Not saying we would ever have a clean slate to work with. Just that we should work slowly toward people being responsible for themselves, and away from the govt taking over everything.
I agree on the former, but on the latter, government is never going to take over everything. It'll always have a role to play, but there's a constant balance of having it take on new jobs, and abandon old ones. That's been a consistent theme in our history.
Just like your wild notion that Ron Paul wants to wipe out the AF. Let's say it is illegal. Then the solution is obviously to amend the Constitution to make it legal. No need for a massive change etc. In the same way I am not advocating stopping Welfare in fell swoop.
Except that our nation doesn't work that way. I'm sorry, but strict constructionism has never, and will never be implemented, not past 1786.
Really, Ron Paul is showing astounding arrogance here. It is NOT for a Texas representative to decide what is and isn't constitutional. That is the job of the Supreme Court. Ron Paul doesn't get to decide what is and isn't constitutionally legal. Decreeing that something decided by the legitimate legal body in the Constitution is, in fact, unconstitutional, not only shows downright hubris on his part, but contempt for our nation, or legal system, and democracy in general (all of which is he is, in essence, decreeing incapable of making these decisions properly, by indirectly declaring said decisions illegitimate).
More importantly though, you really miss my point here, and that's why it's a bad approach to begin with. This has NOTHING to do with the Air Force, absolutely, positively nothing. It has to do with a government that's not flexible enough to deal with new problems. The idea that you can just have a government that isn't allowed to do anything, and then you expressively have the ENTIRE NATION vote on Constitutional amendments to grant each and every power, everytime it has to do something, is an idea that doesn't even work on paper.

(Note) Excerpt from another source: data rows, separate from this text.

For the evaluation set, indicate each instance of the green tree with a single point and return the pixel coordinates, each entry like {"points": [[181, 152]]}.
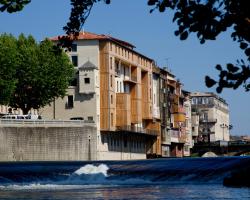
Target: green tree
{"points": [[42, 73], [8, 64], [206, 18]]}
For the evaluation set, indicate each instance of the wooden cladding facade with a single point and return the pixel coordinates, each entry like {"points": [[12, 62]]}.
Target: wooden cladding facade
{"points": [[123, 109]]}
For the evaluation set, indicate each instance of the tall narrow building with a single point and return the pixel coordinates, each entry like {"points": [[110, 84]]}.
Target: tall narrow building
{"points": [[210, 116], [113, 88]]}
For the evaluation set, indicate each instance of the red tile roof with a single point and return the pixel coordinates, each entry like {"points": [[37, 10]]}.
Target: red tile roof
{"points": [[92, 36]]}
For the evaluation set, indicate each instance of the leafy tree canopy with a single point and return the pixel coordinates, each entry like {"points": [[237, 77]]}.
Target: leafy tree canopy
{"points": [[206, 18], [8, 65], [40, 73]]}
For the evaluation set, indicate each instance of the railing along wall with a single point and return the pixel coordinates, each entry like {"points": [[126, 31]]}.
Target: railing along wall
{"points": [[43, 123]]}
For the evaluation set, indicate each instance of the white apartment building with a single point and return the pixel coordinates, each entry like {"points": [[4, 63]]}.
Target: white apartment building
{"points": [[212, 112]]}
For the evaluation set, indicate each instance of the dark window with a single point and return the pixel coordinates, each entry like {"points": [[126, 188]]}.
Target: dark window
{"points": [[70, 101], [73, 82], [74, 60], [111, 99], [74, 47], [87, 80], [111, 62], [112, 119], [90, 118]]}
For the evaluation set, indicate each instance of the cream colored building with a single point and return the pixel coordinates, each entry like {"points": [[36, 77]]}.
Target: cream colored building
{"points": [[213, 115], [113, 90]]}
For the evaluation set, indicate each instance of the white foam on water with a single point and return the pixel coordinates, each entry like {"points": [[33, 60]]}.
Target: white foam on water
{"points": [[38, 186], [92, 169]]}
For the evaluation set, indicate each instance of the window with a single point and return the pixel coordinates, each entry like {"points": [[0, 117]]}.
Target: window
{"points": [[90, 118], [111, 99], [74, 47], [74, 60], [111, 62], [87, 80], [112, 118], [194, 101], [70, 103]]}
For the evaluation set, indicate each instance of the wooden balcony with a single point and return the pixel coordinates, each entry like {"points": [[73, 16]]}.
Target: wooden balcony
{"points": [[131, 79], [123, 109], [139, 130]]}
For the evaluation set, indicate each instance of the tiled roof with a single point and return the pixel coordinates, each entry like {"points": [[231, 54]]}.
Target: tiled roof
{"points": [[92, 36], [88, 65]]}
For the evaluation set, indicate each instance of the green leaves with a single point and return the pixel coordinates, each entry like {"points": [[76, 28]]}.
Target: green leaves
{"points": [[39, 72], [209, 82], [8, 65], [13, 5]]}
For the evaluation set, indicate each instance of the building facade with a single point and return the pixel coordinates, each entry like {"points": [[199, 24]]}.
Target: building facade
{"points": [[210, 118], [113, 89]]}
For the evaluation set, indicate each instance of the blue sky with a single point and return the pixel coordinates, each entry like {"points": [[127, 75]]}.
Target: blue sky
{"points": [[152, 34]]}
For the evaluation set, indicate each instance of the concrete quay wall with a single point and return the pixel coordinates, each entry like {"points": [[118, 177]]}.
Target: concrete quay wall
{"points": [[43, 143]]}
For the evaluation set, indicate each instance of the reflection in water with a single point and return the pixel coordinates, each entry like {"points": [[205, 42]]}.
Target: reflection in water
{"points": [[170, 192], [147, 179]]}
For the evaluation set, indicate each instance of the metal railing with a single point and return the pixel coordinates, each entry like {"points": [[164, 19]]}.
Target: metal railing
{"points": [[44, 123], [138, 130], [211, 120]]}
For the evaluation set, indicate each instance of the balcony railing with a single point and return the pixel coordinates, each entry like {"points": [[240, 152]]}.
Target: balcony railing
{"points": [[132, 79], [156, 112], [137, 130], [43, 123], [211, 120]]}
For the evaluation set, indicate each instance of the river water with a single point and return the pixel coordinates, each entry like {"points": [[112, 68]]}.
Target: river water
{"points": [[189, 178]]}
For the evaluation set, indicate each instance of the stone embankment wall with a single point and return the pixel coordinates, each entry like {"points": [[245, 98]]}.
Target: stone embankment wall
{"points": [[47, 143]]}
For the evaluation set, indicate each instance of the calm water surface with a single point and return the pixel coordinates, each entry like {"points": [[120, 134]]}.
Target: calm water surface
{"points": [[151, 179]]}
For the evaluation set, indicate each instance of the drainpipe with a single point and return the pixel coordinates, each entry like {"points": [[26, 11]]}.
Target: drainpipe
{"points": [[54, 109]]}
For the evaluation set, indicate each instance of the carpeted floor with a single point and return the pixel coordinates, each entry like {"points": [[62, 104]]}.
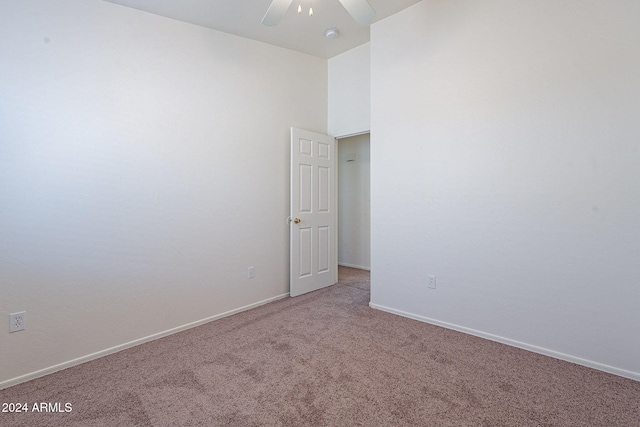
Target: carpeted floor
{"points": [[327, 359]]}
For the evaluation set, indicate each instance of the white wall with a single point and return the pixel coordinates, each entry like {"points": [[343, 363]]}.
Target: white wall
{"points": [[506, 161], [349, 92], [354, 202], [143, 168]]}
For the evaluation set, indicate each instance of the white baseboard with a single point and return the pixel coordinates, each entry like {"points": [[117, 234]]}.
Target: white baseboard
{"points": [[359, 267], [89, 357], [540, 350]]}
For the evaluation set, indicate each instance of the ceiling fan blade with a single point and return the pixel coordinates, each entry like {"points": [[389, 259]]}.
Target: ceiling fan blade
{"points": [[361, 10], [276, 11]]}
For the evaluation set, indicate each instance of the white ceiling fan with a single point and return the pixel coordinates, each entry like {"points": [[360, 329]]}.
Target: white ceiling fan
{"points": [[360, 10]]}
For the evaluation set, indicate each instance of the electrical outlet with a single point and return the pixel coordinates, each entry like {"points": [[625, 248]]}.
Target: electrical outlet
{"points": [[431, 282], [17, 321]]}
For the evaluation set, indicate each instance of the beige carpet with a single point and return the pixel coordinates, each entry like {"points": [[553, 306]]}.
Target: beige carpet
{"points": [[327, 359]]}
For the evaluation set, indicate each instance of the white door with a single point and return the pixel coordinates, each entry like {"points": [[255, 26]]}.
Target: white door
{"points": [[314, 243]]}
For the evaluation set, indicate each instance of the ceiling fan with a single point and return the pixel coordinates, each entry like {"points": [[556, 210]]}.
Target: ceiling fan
{"points": [[360, 10]]}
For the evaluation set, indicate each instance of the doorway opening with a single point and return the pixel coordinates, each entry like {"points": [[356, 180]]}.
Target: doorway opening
{"points": [[354, 202]]}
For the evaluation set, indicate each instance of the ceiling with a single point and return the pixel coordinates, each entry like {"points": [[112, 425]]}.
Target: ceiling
{"points": [[297, 32]]}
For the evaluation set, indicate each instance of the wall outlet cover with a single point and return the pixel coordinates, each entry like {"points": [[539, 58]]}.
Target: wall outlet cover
{"points": [[18, 321]]}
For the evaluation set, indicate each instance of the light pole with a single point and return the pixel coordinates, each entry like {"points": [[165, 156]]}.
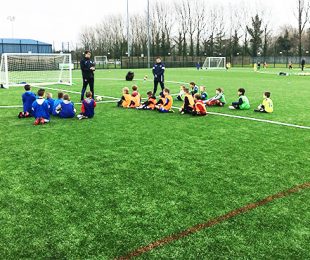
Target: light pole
{"points": [[128, 29], [12, 20], [148, 35]]}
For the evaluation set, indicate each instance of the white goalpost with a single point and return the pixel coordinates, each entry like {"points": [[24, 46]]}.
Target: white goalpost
{"points": [[214, 63], [18, 69], [101, 60]]}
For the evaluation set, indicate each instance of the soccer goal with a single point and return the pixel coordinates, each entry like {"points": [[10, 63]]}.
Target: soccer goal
{"points": [[38, 69], [101, 60], [214, 63]]}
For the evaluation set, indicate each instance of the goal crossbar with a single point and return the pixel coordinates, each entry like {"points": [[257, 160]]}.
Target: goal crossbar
{"points": [[35, 68]]}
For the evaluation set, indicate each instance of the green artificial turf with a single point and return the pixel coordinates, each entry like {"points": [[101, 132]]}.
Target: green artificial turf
{"points": [[101, 188]]}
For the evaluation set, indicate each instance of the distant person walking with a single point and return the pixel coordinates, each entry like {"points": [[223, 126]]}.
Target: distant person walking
{"points": [[159, 75], [87, 68], [303, 63]]}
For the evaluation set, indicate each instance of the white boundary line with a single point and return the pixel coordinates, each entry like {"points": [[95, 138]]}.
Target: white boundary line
{"points": [[257, 120], [211, 113], [79, 103]]}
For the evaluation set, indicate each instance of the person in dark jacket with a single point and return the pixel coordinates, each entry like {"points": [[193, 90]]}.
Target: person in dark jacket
{"points": [[87, 68], [158, 72]]}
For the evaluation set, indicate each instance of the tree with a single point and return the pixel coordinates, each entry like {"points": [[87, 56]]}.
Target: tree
{"points": [[256, 35], [284, 43]]}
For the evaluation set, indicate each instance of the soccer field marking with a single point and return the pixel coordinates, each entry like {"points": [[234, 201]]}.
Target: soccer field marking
{"points": [[215, 221], [256, 119], [113, 79], [211, 113], [79, 103]]}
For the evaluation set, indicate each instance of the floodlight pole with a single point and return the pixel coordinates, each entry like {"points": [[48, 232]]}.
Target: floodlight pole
{"points": [[148, 36], [128, 31], [12, 20]]}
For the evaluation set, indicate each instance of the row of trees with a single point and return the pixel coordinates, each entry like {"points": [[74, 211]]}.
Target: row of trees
{"points": [[194, 28]]}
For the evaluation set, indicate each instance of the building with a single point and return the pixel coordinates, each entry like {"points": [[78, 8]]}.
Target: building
{"points": [[24, 46]]}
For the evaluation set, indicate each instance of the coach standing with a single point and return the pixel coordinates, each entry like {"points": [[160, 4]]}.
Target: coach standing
{"points": [[159, 77], [303, 63], [87, 68]]}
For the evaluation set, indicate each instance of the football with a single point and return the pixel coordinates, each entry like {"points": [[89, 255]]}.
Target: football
{"points": [[98, 98]]}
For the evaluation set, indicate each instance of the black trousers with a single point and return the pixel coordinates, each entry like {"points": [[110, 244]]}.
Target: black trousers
{"points": [[156, 82], [87, 82]]}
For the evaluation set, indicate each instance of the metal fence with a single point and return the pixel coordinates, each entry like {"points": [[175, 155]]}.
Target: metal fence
{"points": [[191, 61]]}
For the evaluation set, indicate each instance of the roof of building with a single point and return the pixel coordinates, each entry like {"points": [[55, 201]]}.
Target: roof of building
{"points": [[21, 41]]}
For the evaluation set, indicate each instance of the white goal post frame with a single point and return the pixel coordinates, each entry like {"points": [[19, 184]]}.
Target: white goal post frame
{"points": [[207, 63], [4, 75], [103, 61]]}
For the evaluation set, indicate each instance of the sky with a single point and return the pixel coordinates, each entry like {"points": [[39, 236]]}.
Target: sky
{"points": [[56, 21]]}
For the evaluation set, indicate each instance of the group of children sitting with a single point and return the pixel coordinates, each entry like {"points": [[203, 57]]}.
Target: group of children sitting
{"points": [[41, 109], [195, 100], [193, 104]]}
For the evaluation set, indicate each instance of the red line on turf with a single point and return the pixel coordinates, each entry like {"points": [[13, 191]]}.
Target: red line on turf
{"points": [[214, 221]]}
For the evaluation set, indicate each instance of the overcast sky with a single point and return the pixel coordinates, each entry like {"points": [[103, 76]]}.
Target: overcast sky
{"points": [[61, 20]]}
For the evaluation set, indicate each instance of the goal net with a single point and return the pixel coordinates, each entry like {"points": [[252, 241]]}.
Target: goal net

On paper, it makes society slow to respond to new issues, which can end up being disastrous, and it also means that any new action that needs to be taken by government can be blocked by a small hand of ideological extremists (as I said, this system concentrates power MORE, not less, because it allows minority obstructionism to overrule even a vast majority of the people).
In practice, it's even worse, and downright disastrous, as has already been discussed. The Articles of Confederation didn't work, plain and simple. They nearly tore the nation limb from limb.
The system was tried; it doesn't work. It's as simple as that.
Greece. The whole Euro Zone for that matter. That will be us if things don't change.
and? Most of the Eurozone is doing better than us in almost every economic respect. They have a better standard of living for a greater portion of their people than us, most of those nations aren't really in any more debt than we are (they range from 60-80% of GDP), and should drop below us thanks to recent austerity measures, they have a vastly superior infrastructure to us in almost every respect (better communications, better transportation), so frankly, I can't think of anything better for us.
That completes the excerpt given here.